| N.Y. App. Div. | Dec 31, 1914

Dissenting Opinion

Ingraham, P. J. (dissenting):

I do not think that upon the facts as they appear in this record the deceased ever acquired a new domicile in New Jersey. He had been a resident of this State for many years, *422had voted here, and that domicile continued until he had acquired a new domicile. He clearly did not intend to acquire a new domicile at the house of his son, where his stay was merely temporary pending the completion of the house which he was then building in New Jersey. He never could have acquired a new domicile in the new house, as it was not completed before his death.

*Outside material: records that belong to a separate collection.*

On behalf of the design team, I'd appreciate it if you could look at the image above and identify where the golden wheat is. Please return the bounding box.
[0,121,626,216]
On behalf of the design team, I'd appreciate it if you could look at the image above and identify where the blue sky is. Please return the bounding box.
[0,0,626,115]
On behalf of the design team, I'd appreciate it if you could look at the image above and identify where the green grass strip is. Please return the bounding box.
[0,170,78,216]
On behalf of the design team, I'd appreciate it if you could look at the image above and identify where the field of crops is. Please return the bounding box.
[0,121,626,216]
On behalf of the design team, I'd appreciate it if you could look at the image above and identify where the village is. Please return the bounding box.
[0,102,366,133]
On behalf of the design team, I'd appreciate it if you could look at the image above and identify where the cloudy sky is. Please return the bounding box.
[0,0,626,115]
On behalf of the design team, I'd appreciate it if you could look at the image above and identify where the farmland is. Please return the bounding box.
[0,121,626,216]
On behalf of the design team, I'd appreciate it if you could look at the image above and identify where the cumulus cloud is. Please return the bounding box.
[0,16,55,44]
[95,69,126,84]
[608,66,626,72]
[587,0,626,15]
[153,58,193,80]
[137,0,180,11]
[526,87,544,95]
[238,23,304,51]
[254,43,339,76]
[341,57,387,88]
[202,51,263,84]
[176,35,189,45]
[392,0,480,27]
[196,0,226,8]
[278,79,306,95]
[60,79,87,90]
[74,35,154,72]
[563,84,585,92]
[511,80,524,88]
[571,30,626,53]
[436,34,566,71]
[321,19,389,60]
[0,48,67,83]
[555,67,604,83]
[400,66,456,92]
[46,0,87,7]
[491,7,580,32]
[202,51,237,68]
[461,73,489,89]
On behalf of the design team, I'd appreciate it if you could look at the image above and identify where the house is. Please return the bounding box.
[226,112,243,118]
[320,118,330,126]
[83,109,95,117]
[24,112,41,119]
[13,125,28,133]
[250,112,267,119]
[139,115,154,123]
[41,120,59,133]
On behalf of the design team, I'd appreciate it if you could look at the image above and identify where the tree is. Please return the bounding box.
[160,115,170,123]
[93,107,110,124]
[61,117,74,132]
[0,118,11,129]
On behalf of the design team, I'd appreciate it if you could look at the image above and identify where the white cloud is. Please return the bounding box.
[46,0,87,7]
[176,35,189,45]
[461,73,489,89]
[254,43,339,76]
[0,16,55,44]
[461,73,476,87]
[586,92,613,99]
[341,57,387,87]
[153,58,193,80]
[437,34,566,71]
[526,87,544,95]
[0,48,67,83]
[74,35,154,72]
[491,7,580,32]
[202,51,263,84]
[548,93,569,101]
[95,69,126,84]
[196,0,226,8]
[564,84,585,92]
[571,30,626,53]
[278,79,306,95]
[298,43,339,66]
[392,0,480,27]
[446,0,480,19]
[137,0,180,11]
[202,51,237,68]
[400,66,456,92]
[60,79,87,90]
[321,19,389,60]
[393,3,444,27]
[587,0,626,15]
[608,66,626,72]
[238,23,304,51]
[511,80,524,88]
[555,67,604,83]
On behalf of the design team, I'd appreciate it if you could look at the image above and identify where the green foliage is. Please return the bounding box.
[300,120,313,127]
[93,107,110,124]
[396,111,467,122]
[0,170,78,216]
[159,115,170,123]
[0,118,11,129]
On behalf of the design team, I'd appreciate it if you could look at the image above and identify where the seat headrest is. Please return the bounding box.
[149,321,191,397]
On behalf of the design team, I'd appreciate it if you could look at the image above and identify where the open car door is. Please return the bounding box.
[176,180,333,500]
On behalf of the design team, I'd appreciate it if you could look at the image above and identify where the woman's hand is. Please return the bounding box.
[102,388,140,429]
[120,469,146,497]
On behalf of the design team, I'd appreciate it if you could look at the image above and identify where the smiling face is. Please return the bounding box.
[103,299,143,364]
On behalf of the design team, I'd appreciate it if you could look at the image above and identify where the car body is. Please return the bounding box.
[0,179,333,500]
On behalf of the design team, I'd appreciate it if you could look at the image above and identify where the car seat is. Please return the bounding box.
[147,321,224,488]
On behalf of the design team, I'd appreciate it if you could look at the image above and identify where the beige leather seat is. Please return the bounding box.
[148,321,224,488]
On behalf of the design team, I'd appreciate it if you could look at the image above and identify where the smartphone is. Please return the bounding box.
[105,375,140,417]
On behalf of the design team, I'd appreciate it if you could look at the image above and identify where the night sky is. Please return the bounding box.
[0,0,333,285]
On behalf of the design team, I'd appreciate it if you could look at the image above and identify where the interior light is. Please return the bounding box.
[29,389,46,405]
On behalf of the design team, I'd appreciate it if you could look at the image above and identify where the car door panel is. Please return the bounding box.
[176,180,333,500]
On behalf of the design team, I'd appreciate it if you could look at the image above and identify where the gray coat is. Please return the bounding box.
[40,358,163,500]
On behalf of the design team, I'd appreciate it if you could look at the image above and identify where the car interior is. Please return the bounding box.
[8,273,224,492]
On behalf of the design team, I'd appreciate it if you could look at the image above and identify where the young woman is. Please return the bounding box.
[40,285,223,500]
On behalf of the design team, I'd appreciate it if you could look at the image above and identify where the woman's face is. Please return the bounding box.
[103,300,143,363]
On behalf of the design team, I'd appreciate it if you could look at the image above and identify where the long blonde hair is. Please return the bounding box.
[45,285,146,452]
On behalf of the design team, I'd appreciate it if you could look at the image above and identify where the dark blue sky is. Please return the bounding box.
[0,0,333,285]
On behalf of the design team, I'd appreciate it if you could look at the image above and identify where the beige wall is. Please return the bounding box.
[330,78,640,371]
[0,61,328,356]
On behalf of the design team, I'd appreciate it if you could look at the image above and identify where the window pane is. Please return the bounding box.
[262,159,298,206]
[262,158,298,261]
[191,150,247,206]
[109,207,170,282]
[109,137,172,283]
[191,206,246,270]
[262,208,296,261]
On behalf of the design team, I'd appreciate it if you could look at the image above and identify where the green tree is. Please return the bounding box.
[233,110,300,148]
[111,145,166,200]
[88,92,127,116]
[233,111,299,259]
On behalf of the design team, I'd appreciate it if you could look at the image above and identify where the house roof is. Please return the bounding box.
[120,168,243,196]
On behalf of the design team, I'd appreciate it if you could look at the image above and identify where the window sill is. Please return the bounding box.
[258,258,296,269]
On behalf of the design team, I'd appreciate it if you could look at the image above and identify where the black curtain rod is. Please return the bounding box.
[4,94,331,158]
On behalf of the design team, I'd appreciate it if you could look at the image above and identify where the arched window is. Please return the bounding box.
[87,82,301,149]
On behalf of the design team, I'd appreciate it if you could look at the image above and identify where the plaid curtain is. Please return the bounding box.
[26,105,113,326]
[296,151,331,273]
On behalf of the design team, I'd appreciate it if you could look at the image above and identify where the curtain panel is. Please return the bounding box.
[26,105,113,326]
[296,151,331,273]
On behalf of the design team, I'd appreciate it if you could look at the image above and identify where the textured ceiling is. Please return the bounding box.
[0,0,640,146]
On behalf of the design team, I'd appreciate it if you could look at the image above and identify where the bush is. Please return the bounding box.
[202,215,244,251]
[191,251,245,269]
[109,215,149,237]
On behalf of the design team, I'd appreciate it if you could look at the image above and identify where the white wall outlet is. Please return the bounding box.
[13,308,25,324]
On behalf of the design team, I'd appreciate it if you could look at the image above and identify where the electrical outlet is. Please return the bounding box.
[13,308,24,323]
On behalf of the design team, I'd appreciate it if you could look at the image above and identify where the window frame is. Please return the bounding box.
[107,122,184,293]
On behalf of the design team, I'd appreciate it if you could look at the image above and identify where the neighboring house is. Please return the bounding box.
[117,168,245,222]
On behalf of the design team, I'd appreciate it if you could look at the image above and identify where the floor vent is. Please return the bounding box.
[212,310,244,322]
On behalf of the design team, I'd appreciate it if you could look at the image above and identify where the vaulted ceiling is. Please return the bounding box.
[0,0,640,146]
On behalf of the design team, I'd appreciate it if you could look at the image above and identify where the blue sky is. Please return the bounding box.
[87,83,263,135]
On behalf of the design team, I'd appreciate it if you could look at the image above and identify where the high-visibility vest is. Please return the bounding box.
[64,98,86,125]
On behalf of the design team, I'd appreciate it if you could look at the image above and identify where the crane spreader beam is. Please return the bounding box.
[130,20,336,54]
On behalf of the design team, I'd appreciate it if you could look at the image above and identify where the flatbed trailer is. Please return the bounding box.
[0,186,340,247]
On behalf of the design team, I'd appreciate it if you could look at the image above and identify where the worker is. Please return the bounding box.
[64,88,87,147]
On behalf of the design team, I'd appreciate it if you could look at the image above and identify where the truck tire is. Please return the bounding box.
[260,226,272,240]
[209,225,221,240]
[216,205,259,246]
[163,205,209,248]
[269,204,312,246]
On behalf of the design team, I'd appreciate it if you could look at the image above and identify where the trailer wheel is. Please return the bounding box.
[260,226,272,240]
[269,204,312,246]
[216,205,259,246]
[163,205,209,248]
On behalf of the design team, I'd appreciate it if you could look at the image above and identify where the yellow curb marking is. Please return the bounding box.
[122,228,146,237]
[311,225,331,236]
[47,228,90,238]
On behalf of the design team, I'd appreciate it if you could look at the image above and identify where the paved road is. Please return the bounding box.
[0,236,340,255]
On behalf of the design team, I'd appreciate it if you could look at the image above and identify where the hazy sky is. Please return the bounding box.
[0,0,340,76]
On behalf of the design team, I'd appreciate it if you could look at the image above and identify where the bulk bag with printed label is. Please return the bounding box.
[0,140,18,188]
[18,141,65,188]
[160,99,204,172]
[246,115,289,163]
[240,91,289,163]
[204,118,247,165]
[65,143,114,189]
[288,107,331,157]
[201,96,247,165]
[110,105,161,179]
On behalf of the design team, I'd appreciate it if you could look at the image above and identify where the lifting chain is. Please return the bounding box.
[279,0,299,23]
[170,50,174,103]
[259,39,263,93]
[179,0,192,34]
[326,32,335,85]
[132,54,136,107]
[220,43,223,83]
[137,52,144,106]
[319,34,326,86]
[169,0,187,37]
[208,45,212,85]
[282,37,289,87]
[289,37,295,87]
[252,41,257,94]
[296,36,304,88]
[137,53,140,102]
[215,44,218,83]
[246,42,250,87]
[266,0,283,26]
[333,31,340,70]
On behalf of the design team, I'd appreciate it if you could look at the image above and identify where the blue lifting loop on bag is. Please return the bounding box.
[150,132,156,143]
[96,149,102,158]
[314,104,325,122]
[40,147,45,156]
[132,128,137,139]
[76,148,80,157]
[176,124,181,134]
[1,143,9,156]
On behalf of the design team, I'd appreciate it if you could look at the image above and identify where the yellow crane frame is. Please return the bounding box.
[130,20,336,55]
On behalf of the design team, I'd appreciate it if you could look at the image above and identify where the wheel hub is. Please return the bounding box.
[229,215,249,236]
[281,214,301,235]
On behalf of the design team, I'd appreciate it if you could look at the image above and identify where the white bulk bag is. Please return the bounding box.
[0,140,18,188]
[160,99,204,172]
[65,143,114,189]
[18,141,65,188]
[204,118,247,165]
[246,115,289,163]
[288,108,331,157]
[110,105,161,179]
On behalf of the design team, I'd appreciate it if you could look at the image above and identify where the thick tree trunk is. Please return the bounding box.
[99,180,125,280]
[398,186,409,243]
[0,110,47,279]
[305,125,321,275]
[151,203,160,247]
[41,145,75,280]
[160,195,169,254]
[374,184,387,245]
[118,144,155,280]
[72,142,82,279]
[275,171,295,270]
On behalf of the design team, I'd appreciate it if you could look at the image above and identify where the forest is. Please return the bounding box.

I think he, therefore, remained a resident of New York until the time of his death, and that the court below correctly so-decided.

McLaughlin, J., concurred.

Order reversed, with ten dollars costs and disbursements, and the appeal of the executor allowed. Order to be settled on notice.






Lead Opinion

Scott, J.:

This proceeding was initiated by a petition of the State Comptroller alleging inter alia that decedent at the time of his death resided without the State of New York. Notwithstanding this allegation the appraiser found that he was a resident.

The evidence upon which he arrived at this conclusion was the affidavit and oral testimony of decedent’s son. This evi•dence was to the effect that decedent had resided in the city of New York for many years and was engaged in business there; that he had always voted there when he did vote; that for between three and five years he had resided in an apartment hotel in the city of New York, the furniture of the apartment belonging to his wife; that in the year 1910 he bought a plot of land at Long Branch, N. J., and in April, 1911, went down to Long Branch, taking his personal belongings with him; from that time until the date of his death on September 5,1911, he resided at Long Branch with his son who lived there; that his house was nearing completion; that he repeatedly stated that he intended to make Long Branch his residence, and said that he had come down there to establish a voting residence. There is no evidence that he ever stayed for a night in New York after April, 1911, or even that he retained the lease of his apartment.

I think that there was sufficient to establish both the factum of a change of residence and an animus. If decedent moved down to Long Branch and actually lived there, even for a short time, with the intention of making that his permanent residence, it is immaterial that he lived in his son’s house instead of his own.

The order appealed from is reversed, with ten dollars costs and disbursements, and the appeal of this executor allowed.

Dowling and Hotchkiss, JJ., concurred; Ingraham, P. J., and McLaughlin, J., dissented.